Q1. Distinguish between a market-led and a product-led business. [2 marks]

  • Cue. A market-led business researches and responds to customer needs before producing; a product-led business makes a product first and then tries to find customers for it. Market-led reduces the risk of making something nobody wants.

Q2. Describe two methods a business could use to segment its market. [4 marks]

  • Cue. Age (toys for children, holidays for older people); gender (clothing, cosmetics); income or social class (luxury versus value ranges); geographic location (region or country); lifestyle (eco-conscious or health-conscious consumers). Pick two and develop each.

Exam-style practice questions

Practice questions written in the style of SQA exam questions on this dot point, with worked answer explainers. The year tag is the paper they imitate, not the source.

SQA Higher style5 marksDescribe methods a business could use to segment its market.
Show worked answer →

Worth 5 marks. Describe several methods of segmentation, one mark each for a developed point.

Age (1 mark). Dividing customers by age group, for example targeting toys at children or cruises at older people.

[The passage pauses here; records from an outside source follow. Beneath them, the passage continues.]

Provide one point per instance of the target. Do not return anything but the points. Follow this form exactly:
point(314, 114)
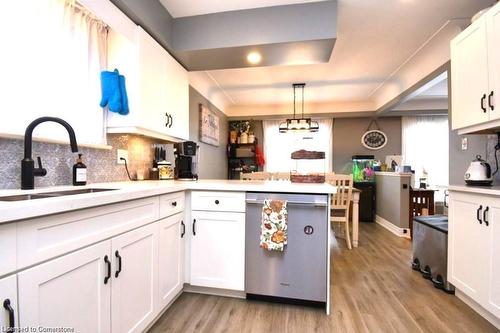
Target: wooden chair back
point(256, 176)
point(344, 184)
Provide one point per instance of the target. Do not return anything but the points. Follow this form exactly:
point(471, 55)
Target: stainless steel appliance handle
point(292, 203)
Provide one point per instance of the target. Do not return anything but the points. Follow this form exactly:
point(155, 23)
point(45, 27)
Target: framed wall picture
point(209, 126)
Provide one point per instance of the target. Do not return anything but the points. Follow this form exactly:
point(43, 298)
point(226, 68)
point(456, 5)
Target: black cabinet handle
point(490, 103)
point(108, 264)
point(485, 214)
point(119, 257)
point(10, 310)
point(478, 214)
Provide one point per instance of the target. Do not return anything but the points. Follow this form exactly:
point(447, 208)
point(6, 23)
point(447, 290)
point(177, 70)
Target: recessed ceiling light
point(254, 58)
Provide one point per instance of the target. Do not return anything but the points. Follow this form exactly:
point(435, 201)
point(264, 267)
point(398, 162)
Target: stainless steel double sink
point(55, 194)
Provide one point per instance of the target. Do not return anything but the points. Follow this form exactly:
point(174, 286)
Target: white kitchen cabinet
point(474, 248)
point(157, 87)
point(8, 299)
point(134, 287)
point(218, 250)
point(171, 257)
point(70, 291)
point(475, 75)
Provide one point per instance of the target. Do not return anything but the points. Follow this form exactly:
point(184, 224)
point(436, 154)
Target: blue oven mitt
point(110, 88)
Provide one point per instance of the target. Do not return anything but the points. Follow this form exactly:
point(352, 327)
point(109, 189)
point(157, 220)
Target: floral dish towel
point(273, 236)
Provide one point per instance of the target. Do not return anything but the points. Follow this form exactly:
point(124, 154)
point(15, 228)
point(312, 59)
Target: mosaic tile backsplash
point(59, 160)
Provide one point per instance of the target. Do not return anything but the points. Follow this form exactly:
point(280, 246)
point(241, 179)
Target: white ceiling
point(181, 8)
point(374, 39)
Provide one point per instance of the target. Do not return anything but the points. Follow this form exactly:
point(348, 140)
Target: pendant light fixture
point(298, 124)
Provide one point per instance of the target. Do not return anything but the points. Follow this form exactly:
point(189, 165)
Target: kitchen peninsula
point(162, 238)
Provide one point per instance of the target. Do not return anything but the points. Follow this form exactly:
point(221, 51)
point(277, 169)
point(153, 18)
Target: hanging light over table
point(298, 124)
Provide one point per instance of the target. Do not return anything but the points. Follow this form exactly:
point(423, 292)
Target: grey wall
point(347, 134)
point(213, 160)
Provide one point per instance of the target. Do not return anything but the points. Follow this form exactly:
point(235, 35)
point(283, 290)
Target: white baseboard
point(400, 232)
point(478, 308)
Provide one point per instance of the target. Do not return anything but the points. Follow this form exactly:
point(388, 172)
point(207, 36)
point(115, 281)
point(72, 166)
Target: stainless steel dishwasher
point(299, 273)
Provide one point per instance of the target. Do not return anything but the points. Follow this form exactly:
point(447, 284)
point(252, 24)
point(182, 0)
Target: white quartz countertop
point(490, 190)
point(19, 210)
point(393, 174)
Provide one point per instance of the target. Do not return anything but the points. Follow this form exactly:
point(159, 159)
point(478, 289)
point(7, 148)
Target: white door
point(469, 77)
point(170, 259)
point(71, 291)
point(468, 245)
point(218, 250)
point(8, 299)
point(134, 292)
point(493, 219)
point(493, 27)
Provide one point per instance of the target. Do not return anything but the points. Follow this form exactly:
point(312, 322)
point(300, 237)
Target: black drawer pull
point(478, 214)
point(490, 103)
point(485, 214)
point(10, 310)
point(119, 257)
point(108, 264)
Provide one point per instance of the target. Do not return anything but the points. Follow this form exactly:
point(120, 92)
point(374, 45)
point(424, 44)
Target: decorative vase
point(244, 138)
point(233, 136)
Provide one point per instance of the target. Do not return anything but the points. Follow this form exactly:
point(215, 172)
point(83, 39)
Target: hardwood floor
point(373, 290)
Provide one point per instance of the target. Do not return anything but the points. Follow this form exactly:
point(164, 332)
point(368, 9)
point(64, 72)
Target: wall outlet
point(465, 143)
point(121, 153)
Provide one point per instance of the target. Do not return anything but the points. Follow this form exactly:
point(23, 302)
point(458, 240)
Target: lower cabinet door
point(8, 298)
point(493, 218)
point(170, 261)
point(468, 246)
point(218, 250)
point(134, 292)
point(71, 291)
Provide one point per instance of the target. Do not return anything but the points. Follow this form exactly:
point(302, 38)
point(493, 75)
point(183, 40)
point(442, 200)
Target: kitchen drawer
point(171, 204)
point(44, 238)
point(218, 201)
point(7, 248)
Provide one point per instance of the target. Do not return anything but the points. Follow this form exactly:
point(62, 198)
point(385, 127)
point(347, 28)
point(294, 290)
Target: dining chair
point(281, 175)
point(260, 175)
point(341, 202)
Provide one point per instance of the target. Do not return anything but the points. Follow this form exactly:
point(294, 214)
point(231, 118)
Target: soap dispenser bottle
point(79, 172)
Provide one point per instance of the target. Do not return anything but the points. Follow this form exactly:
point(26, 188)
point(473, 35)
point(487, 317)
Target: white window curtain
point(279, 146)
point(425, 147)
point(56, 50)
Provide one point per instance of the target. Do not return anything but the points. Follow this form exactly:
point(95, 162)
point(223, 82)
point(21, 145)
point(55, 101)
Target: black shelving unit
point(236, 160)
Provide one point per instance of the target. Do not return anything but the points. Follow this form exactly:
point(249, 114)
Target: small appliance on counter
point(479, 173)
point(186, 160)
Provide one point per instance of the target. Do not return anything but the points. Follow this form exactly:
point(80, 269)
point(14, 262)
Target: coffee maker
point(186, 160)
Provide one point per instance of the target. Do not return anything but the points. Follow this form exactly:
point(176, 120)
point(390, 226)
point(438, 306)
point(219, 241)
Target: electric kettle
point(478, 173)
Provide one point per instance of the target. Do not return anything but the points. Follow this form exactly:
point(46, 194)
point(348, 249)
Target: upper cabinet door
point(493, 28)
point(134, 292)
point(469, 77)
point(70, 291)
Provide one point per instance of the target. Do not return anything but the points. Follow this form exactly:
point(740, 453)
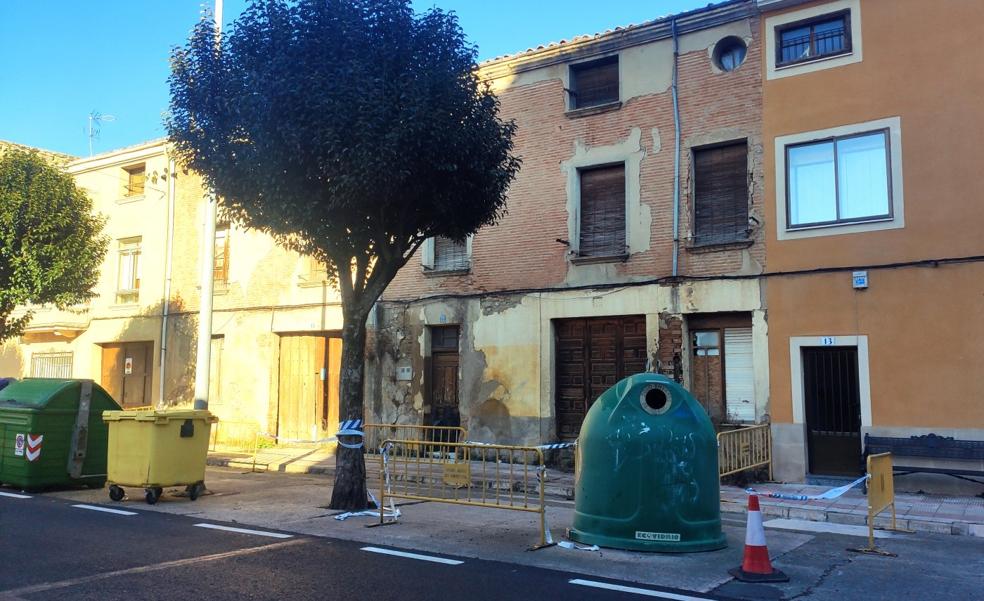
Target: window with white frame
point(128, 284)
point(601, 231)
point(841, 179)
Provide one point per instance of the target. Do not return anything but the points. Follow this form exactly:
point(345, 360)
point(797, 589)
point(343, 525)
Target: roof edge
point(586, 46)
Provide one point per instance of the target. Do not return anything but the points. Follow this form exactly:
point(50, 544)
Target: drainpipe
point(171, 174)
point(203, 361)
point(676, 155)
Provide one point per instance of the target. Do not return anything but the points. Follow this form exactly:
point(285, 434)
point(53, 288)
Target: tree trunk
point(349, 492)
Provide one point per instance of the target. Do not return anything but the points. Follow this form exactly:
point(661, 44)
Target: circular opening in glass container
point(655, 400)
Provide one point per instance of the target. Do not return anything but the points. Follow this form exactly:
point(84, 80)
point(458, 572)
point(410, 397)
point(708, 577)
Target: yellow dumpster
point(152, 449)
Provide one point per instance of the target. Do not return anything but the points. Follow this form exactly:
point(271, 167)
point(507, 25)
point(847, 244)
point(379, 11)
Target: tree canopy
point(351, 131)
point(51, 243)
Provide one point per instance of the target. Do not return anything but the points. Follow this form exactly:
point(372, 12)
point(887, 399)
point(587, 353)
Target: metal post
point(203, 363)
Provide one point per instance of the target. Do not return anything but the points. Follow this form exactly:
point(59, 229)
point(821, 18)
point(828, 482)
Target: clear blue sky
point(62, 59)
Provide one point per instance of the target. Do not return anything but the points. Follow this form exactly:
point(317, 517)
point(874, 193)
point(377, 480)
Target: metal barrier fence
point(376, 434)
point(744, 448)
point(881, 496)
point(477, 475)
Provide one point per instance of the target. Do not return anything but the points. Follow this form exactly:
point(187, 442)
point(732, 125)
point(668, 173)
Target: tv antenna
point(96, 119)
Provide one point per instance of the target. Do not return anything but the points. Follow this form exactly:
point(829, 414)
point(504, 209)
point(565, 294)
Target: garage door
point(592, 355)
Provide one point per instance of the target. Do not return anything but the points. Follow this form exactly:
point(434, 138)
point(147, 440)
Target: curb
point(562, 490)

Gender (1 mark). Splitting the market by male and female, used for products such as clothing, cosmetics and magazines.

Income or social class (1 mark). Grouping by how much customers earn, so luxury goods target high earners and value ranges target lower incomes.

Geographic location (1 mark). Dividing by area, region or country, useful where tastes or needs vary by place.

Lifestyle (1 mark). Grouping by interests and values, such as eco-conscious or health-conscious consumers, to match products to attitudes.

SQA Higher style4 marksExplain the benefits to an organisation of building customer loyalty.
Show worked answer →

Worth 4 marks. "Explain" means give the benefit and why it helps.

Repeat sales and stable revenue (about 2 marks). Loyal customers buy again and again, giving the firm a reliable, predictable stream of sales revenue that is less affected by competitors, which supports planning and cash flow.

Lower costs and free promotion (about 2 marks). Keeping an existing customer is cheaper than attracting a new one, so marketing costs fall, and satisfied loyal customers recommend the firm to others (word of mouth), bringing new business at no cost and strengthening the brand.